Wetter, Klima und Reisezeit für Island

Aufgrund des warmen Golfstroms ist das Klima in Island wärmer als anderswo in diesen Breitengraden und die Winter hier sind sehr viel milder, als die Lage des Landes im hohen Norden vermuten lassen würde. Die vergleichsweise milden Winter mit einer Durchschnittstemperatur von nur 0,5 Grad Minus wechseln sich mit kühlen Sommern ab, in denen die Temperaturen einen Mittelwert von 11 Grad Plus erreichen.

Die wärmsten Monate auf der Insel im Nordatlantik sind Juni bis August, wenn es stunden- oder tageweise warm genug werden kann, um im T-Shirt herumzulaufen. Die Isländer selbst sind natürlich eher an das kühle Klima gewöhnt als wir. Daher sollten Sie sich nicht wundern, wenn Ihnen selbst bei Temperaturen unter 20 Grad immer wieder leicht bekleidete Leute über den Weg laufen. Vor allem im Reykjaviker Nachtleben werden Sie immer wieder jungen Isländern begegnen, deren Garderobe sich nicht stark von beispielsweise der in Ibiza unterscheidet. Kurze Röcke und ärmellose Tops dominieren hier das Bild. Die weltweiten Klimaveränderungen machen auch vor Island nicht Halt: In den letzten Jahrzehnten wurde ein leichter Anstieg der Durchschnittstemperaturen verzeichnet, der unter anderem die Gletscher zurückgehen lässt.

Generell ist das isländische Wetter neben dem Golfstrom auch vom Verlauf der atmosphärischen Tiefs über dem Nordatlantik beeinflusst. Daher regnet es oft, wobei es den meisten Niederschlag in den frühen Sommermonaten gibt. Die aus dem Süden kommenden Wolken regnen sich oft über dem Vatnajökull, dem mit 8.200 km² größten Gletscher der Insel, aus. Deshalb ist der Nordosten tendenziell etwas trockener als der Rest des Landes. Die Region rund um den Mývatn im Nordosten gehört dabei zu den begünstigten Gegenden und kann mit dem geringsten Niederschlag und dem meisten Sonnenschein der Insel aufwarten. Die durchschnittliche Niederschlagsmenge liegt hier bei rund 400 Millimetern im Jahr, während sie an der Südküste gute 3.000 Millimeter beträgt. Das eher trockene Klima im Nordosten hat allerdings auch seine Nachteile, wie der Name des Sees bezeugt. Mývatn bedeutet soviel wie "Mückensee" und er trägt diesen Namen zu Recht, denn im Sommer werden Sie hier von Schwärmen kleiner Mücken heimgesucht.

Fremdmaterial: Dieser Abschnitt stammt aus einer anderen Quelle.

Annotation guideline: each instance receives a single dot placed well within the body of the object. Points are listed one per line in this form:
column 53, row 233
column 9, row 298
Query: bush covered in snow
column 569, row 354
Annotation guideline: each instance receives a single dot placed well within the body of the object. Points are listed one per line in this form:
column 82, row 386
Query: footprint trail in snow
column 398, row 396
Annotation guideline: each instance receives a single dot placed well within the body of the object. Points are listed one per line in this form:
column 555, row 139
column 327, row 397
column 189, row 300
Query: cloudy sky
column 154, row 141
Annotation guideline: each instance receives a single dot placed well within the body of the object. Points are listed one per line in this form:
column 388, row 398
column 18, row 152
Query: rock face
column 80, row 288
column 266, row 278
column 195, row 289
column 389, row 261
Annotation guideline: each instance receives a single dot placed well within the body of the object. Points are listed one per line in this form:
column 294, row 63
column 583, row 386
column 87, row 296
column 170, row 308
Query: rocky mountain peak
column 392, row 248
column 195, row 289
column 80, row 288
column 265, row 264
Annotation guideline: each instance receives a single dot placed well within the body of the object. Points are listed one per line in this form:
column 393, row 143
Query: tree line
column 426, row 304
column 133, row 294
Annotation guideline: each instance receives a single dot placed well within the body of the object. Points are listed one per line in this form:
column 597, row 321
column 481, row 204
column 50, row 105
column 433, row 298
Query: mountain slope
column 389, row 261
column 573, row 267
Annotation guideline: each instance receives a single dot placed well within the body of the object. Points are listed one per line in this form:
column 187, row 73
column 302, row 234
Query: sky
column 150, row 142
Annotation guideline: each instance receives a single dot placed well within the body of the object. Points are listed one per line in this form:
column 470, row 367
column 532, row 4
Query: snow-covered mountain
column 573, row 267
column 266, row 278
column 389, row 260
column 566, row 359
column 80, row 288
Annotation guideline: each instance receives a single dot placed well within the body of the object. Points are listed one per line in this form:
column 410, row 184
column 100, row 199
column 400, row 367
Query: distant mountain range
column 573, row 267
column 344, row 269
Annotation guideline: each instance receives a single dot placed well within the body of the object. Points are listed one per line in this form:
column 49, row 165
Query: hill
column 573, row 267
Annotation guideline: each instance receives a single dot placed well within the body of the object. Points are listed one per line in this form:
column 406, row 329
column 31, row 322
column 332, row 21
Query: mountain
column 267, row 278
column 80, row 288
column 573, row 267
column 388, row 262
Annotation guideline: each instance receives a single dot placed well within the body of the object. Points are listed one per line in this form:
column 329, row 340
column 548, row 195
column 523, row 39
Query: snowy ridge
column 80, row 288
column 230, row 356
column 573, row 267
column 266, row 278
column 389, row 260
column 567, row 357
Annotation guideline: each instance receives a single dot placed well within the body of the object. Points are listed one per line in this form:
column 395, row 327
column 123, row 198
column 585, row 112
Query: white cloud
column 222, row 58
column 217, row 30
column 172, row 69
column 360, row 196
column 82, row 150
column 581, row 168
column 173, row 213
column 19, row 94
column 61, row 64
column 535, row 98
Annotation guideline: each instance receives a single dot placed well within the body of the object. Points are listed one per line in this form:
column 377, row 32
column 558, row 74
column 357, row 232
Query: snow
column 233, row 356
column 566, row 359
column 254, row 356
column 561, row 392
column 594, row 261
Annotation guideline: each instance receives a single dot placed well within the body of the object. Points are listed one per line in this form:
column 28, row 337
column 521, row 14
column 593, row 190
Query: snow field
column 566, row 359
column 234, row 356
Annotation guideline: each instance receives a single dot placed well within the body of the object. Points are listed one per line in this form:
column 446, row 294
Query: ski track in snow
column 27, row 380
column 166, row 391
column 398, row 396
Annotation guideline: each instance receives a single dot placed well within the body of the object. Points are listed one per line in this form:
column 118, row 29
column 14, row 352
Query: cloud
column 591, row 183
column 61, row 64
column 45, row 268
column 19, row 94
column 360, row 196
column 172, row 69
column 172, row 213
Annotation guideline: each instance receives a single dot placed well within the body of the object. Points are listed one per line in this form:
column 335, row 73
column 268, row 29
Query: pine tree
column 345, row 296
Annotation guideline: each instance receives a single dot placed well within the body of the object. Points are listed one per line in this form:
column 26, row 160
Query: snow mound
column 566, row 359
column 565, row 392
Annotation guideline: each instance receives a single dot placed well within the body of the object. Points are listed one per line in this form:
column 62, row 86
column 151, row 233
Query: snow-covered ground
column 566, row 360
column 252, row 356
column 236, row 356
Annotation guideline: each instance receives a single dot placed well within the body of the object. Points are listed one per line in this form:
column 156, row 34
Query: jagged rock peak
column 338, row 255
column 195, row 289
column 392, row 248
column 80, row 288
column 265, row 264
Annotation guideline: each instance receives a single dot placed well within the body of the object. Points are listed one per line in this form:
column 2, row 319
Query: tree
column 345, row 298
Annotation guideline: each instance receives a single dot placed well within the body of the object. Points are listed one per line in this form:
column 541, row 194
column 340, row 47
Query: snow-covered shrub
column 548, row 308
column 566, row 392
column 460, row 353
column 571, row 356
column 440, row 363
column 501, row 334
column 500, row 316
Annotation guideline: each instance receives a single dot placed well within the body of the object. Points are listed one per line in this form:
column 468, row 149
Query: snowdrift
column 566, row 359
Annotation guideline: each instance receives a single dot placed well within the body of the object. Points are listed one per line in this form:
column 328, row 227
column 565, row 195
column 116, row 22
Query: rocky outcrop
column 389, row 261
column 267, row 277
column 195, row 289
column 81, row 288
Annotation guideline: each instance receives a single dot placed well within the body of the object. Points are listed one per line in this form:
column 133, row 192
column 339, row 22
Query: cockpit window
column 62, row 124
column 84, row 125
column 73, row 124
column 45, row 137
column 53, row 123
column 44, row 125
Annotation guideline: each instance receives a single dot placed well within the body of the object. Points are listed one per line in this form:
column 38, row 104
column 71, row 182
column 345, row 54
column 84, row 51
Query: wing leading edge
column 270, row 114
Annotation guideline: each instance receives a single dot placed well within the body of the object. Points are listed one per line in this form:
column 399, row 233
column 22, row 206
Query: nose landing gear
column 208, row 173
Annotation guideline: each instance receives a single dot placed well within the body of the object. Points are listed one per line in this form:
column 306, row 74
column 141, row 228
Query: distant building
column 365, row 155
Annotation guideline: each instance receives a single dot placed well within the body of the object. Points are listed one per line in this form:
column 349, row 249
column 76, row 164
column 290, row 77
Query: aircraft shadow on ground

Die relativ warmen Gewässer des an Island vorbeiziehenden Golfstroms sorgen vor allem an der Süd- und Westküste für verhältnismäßig milde Winter. An der Küste ist es jedoch meist sehr windig und gerade im Winter sind dort Stürme nicht selten. Zwar ist das Landesinnere oft von schönerem Wetter als die Gegenden entlang der Küste gesegnet, hier kann es aber Sand- oder im Winter Schneestürme geben.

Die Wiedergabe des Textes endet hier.